タータンチェックは、満里奈指数をはかるリトマス紙だな。

 マジでFUDGE誌のあおいは、満里奈すぎて泣ける。
わたくし内アイドル写真集オールタイム・ベスト1に輝く『GREEN PAGE』を思い出したよ。て、ものすごく神保町古本屋臭のする表現ですんません。

 あ、ちなみに、わたくしにとっての「渡辺満里奈ちゃん」というのは『MARINA』『EVERGREEN』という1、2枚目のアルバムと、その後のミニ・アルバム『CHRISTMAS TALES』という3作が出た期間に限定されます。
 この3枚(しかも最後は4曲入り企画盤)の期間に目撃した、あらゆる偶然と奇跡と幸運と必然が才能に昇華して生まれる「アイドル」という現象のまばゆい輝き。それをもう一度体験したくて、あるいはそれを超える現象に出会いたくて、かれこれ20年以上もアイドルというものにのめりこんできたのか。
 いやはや、長い旅路だぜ。そして。まだまだ続くのかね、この旅路は。

で、今、気づいたんだが、その3枚のアルバムがリリースされたのは全部1987年のことなのだ。もちろん、写真集『GREEN PAGE』も1987年。翌年夏に出た3rdアルバム『SUNNY SIDE』は、クオリティは高いけれど、わたしとしては蒼井優にとっての《『フラガール』以降》みたいな感じで。
 つまり、わたしにとっての渡辺満里奈はめちゃめちゃ期間限定アイドルだったわけだ。

 てか、わたしはこうして一生、《1987年の渡辺満里奈》の掌の上でくるくる回るだけなのか。なんだか、20年かけてものすごく遠い場所まで来たつもりが同じ場所でうろうろしていただけと気づいた気分:-)

 ところで。

 アイドルといえば。

 わたしにとって、女性アイドルのデフォルトは渡辺満里奈だが。男性アイドルのデフォルトといえば、なんとゆってもチャコ(敬称略)である。いわば「アイドル・ポップス」誕生以前に、現代に通じるアイドルの歌を唄っていたシンガー。同じ時代の歌手がロックンロール誕生以降も「歌謡」の歌唱から抜けられなかったのに対して、チャコ(敬称略)は最初からごくごくフツウにロックンロールだった。それはもう、突然変異的と言ってもいい。昔、ウエスタン・カーニバル世代のお嬢さまが「チャコはねぇ、かわいかったけど歌はヘタだったのよねー。でも、それもかわいくてー」という話を聞かせてくださったのだが(^^)、その「ヘタ」だったと表現の真実は、たぶん、ものすごくロックンロール的だったから「異端」だったということではないかとわたしは解釈している。
 だって、ロックンロール的な見地からすれば、めちゃめちゃ巧みです。しかも、誰もマネできない歌。
 歌に対する天才的なドライブ感、自由さ、パンチ力。まったくもって異端。その歌唱は昔の流行歌手というよりも、むしろ今のアイドル……とりわけ80年代以降のジャニーズ・アイドルの感じに近い。わかりやすく、しいて言うならばマッチ的な流れか。
 同時代の歌手たちがシナトラ世代のように歌おうとしている、あるいはどうしても歴史に縛られてシナトラ世代的にしか歌えないなか、ひとりだけボビー・ダーリン的な歌を唄っていた人という、そんなイメージがある。

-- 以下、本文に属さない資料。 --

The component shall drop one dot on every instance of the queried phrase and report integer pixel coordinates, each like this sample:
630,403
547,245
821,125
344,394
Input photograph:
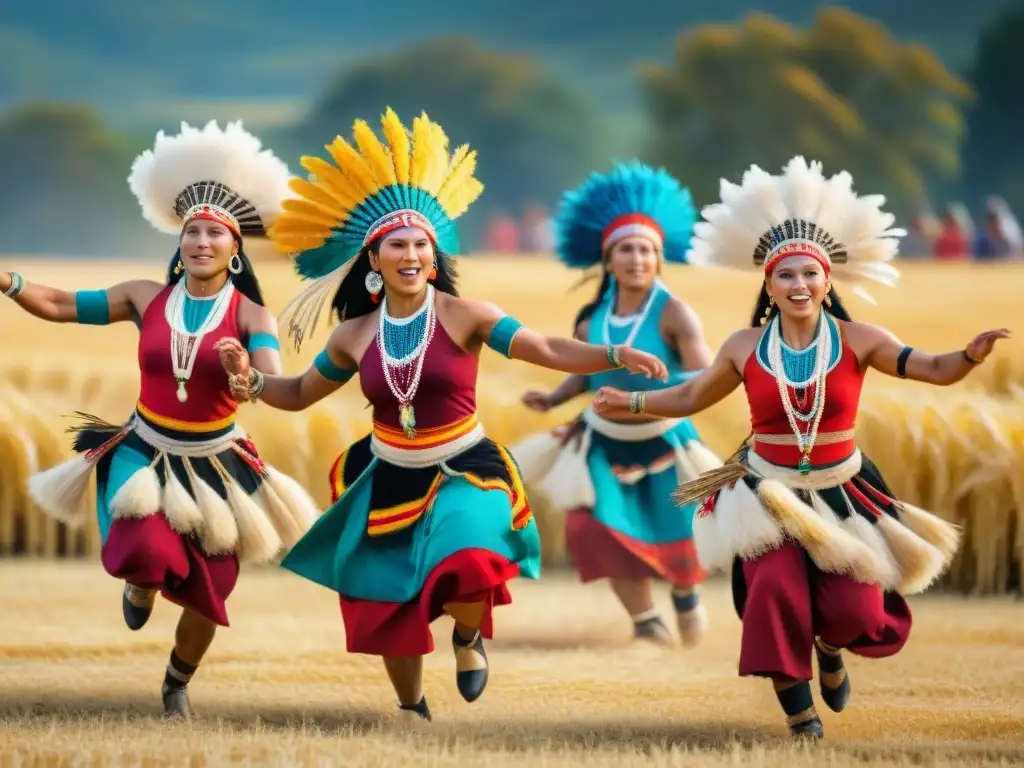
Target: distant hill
148,65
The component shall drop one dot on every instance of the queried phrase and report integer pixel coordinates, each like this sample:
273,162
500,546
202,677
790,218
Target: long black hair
245,282
837,310
352,299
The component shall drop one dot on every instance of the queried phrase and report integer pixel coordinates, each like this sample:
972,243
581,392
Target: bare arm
510,338
332,369
116,304
685,332
879,348
713,385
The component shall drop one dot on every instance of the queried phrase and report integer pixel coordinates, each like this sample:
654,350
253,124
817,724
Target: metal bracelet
16,286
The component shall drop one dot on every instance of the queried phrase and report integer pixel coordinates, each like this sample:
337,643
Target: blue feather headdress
632,199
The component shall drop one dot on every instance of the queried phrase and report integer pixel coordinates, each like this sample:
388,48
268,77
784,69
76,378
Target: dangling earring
374,283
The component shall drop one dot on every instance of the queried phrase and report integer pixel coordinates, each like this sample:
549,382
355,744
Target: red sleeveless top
210,407
448,384
774,439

 なんと、99年の貴重な映像をアップされた勇者がおられる。すばらしい。今でもやっぱり、あのドライヴ感は健在。



 先日のポール・アンカ公演でも「電話でキッス」を聞きながら、さすがオリジナルはいいけど、それでもチャコ(敬称略)にはかなわねーな!とキッパリと断言したものである。♪やっぱりね、アンカじゃ物足りないッ♪みたいな。サザナミ版「電話でキッス」はいろんな人が歌っているが、チャコ(敬称略)のカヴァーほどアイドル・ポップスな名唱はないと思う。ちなみにチャコ(敬称略)の「電話でキッス」は「ルイジアナ・ママ」のカップリング曲。なので、これは両面ともに《オリジナル超えカヴァー》という快挙を遂げたサザナミ史上でも金字塔の名盤と申し上げてよいのではないか。本日、さる信頼できるスジから、あのポール・アンカ公演にはチャコ(敬称略)もご来場だったとの情報を得た。で、「電話でキッス」よかったねぇ〜(^^)とおっしゃっていたそうだ。

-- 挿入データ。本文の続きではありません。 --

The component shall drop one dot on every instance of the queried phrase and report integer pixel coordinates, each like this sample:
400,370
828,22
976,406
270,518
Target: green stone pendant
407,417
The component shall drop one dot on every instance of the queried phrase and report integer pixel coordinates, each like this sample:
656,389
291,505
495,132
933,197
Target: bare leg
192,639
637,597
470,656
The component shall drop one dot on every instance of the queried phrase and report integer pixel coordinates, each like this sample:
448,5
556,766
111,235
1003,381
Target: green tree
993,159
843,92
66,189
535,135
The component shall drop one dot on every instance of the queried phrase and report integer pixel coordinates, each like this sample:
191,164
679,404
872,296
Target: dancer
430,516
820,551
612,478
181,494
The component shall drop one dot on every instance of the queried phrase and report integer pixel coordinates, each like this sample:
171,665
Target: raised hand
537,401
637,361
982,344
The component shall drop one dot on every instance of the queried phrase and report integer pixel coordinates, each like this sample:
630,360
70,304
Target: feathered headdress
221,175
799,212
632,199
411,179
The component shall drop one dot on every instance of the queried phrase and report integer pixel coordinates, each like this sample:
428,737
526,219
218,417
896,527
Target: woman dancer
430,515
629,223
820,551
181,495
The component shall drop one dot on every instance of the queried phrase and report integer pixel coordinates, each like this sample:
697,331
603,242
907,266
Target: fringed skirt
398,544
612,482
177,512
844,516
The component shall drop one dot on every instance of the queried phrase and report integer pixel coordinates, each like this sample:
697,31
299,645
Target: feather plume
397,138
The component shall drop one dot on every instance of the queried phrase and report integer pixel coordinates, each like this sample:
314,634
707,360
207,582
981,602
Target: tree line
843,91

 ちなみに今日の表題の「泣いちっち」は内容と関係ないです、念のため。
 で、余談になりますが、ハマクラ先生は、地方出身のお弟子さんが「東京の人の言葉は、みんな語尾が《ちっち、ちっち》言ってらぁ」みたいなことを言うのを面白いと思っていて、それで「僕は泣いちっち」を作ったそうです。「ちっち」なんて言わないのに、おもしろい。その発想、すごい。コトダマは、こういう歌に宿るとヤンチャなイタズラっ子のように輝き出すのですね。ちっちっちっちっちー。
 あ。ちっちーって、東京の人ってゆーよりむしろ、ちっちきちーに近いよね。